I couldn’t agree to such an arrangement. It is not my job—indeed, antithetical to my job—to work as an asset of any government. That is why I contacted the FBI in the first place. So we agreed to disagree, on friendly terms, and went our separate ways.
In the US intelligence services, those who recruit spies from foreign countries target the weak points and vulnerabilities of potential recruits in what they call “MICE”—an acronym for Money, Ideology, Creed, and Ego. Chinese intelligence services try to exploit what they call “The four moral flaws:” lust, anger/revenge, power/fame, and money.
It is unknown which of those might have claimed Candace Marie Claiborne, 60, of Washington, DC, an employee of the US Department of State who was charged with obstructing an official proceeding and making false statements to the FBI in March 2017, for concealing numerous contacts that she had over a period of years with the Shanghai State Security Bureau (SSSB)
The affidavit charging Claiborne reveals that the SSSB can operate all over China and the world, not just in Shanghai. In communications with Claiborne, her SSSB contacts—identified only as Co-Conspirator B and Co-Conspirator C—offered to meet her in Beijing as well as any third country if and when she left the United States.
The affidavit states that Claiborne had known the SSSB officers at least since 2007, when she was stationed in Buenos Aires and had been away from China for two years. Her second tour in China was at the US Consulate General in Shanghai from 2003–05.
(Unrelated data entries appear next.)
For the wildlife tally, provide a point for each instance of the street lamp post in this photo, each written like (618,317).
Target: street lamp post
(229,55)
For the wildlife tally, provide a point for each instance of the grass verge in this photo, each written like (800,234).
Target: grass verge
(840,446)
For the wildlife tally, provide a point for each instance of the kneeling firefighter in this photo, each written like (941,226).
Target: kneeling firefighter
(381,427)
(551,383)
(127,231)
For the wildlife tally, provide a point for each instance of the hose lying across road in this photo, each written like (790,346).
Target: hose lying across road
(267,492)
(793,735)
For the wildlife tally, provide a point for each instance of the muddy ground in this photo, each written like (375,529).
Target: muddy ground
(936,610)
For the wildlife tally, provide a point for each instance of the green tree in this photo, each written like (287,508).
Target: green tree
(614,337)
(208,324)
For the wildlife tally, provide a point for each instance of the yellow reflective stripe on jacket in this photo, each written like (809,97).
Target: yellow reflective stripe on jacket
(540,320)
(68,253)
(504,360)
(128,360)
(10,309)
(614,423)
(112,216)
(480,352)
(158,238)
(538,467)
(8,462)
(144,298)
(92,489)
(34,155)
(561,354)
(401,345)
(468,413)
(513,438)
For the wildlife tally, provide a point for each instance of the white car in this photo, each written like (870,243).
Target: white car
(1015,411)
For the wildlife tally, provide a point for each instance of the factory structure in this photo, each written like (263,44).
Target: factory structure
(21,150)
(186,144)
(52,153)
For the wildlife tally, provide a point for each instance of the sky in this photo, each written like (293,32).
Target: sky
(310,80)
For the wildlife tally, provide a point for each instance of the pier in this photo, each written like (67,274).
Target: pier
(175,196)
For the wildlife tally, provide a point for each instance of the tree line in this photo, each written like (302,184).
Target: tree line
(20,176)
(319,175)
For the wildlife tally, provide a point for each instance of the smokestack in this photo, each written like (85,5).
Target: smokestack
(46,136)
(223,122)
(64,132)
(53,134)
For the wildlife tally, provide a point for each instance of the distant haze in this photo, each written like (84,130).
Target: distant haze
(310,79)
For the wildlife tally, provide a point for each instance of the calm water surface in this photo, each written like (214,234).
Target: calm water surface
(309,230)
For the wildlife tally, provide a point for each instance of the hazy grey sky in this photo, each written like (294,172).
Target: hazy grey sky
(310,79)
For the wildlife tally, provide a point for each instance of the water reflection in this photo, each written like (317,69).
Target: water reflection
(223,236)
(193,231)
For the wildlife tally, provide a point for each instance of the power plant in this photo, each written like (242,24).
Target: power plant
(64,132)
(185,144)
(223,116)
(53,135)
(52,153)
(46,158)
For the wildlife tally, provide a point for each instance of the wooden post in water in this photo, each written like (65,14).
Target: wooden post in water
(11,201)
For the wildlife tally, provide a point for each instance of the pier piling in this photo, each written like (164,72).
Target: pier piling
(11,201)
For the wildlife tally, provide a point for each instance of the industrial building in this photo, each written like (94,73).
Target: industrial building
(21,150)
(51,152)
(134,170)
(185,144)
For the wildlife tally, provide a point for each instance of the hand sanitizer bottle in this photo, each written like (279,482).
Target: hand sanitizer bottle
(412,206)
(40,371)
Some of the normal MSS covers inside the country include unnamed, numbered government offices (Shanghai Municipal Government Office number seven), think tanks and businesses. Co-Conspirator B operated an import-export company, and he also owned a spa and a restaurant. In addition to allowing Co-Conspirator B to appear as ordinary businessman, these businesses were used to provide employment to Co-Conspirator A. The affidavit does nothing to describe Co-Conspirator C apart from his SSSB affiliation.
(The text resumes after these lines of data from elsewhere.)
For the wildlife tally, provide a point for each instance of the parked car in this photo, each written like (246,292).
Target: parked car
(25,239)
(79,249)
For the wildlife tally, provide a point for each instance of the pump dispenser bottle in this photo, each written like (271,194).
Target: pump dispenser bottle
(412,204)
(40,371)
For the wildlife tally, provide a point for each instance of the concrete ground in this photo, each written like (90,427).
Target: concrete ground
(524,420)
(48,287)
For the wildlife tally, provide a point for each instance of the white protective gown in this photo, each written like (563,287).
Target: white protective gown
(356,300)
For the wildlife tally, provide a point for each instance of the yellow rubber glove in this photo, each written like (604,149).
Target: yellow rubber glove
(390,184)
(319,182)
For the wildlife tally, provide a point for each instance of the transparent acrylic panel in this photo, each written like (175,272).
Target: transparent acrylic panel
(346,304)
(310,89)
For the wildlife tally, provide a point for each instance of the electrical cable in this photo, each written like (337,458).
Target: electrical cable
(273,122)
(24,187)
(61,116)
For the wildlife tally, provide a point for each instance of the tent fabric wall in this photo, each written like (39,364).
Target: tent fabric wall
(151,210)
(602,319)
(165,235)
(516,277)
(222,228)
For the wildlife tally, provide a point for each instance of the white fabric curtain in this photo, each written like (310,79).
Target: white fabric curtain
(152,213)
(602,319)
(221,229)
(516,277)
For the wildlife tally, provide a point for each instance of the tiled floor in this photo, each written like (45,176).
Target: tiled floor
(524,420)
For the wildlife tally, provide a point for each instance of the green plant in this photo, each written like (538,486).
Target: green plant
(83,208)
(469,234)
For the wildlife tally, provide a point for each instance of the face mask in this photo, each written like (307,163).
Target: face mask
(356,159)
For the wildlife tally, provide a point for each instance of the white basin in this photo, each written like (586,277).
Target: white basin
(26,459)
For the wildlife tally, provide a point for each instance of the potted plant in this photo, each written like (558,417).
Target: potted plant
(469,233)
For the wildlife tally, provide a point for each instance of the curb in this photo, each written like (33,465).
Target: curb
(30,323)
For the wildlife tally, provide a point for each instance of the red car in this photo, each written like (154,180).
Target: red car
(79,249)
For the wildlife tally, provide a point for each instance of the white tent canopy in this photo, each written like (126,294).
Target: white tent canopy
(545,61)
The Ministry of State Security is the intelligence operations arm of the Chinese Communist Party, but has provincial departments around the country. But the main task of MSS subnational departments is to run operations against foreign targets to support the one-party regime.
Two other high profile cases were also the targets of the Shanghai State Security Bureau of the MSS. The FBI arrested Glenn Duffie Shriver, who applied to work at the State Department and the CIA in exchange for $70,000 from the SSSB, which recruited Shriver in Shanghai when he responded to an essay contest on U.S.-China relations and encouraged him to take a position in the U.S. government.
Shriver answered an ad in English offering to pay someone with a background in Asian studies to write a paper on US/China relations concerning Taiwan and North Korea. A Chinese woman who said her name was “Amanda” contacted him, met with him, and paid him $120 for the essay he wrote.
In 2011, Shriver confessed in a federal courtroom with his mother watching. At sentencing, he spoke of his hope to serve his country. “Mine was to be a life of service,” he said. “I could have been very valuable. That was originally my plan.”
A Mr. Wu—just as a “Mr. Wu” had approached me– wanted Shriver to apply for a job with the CIA. If he did “we can be close friends,” the MSS told him.
When Shriver was sentenced to four years in federal prison on January 21, 2011, he told the judge “Somewhere along the way, I climbed into bed with the wrong people.” From prison, he told the AP, “When you’re 23 years old living in a very fun city, you almost get addicted to money. After a while it’s kind of like: OK, I’m kind of up on what these guys are doing. But by then it’s just money getting thrown at you. I’m just like … I can apply to this, get some money and then just continue on with my life.”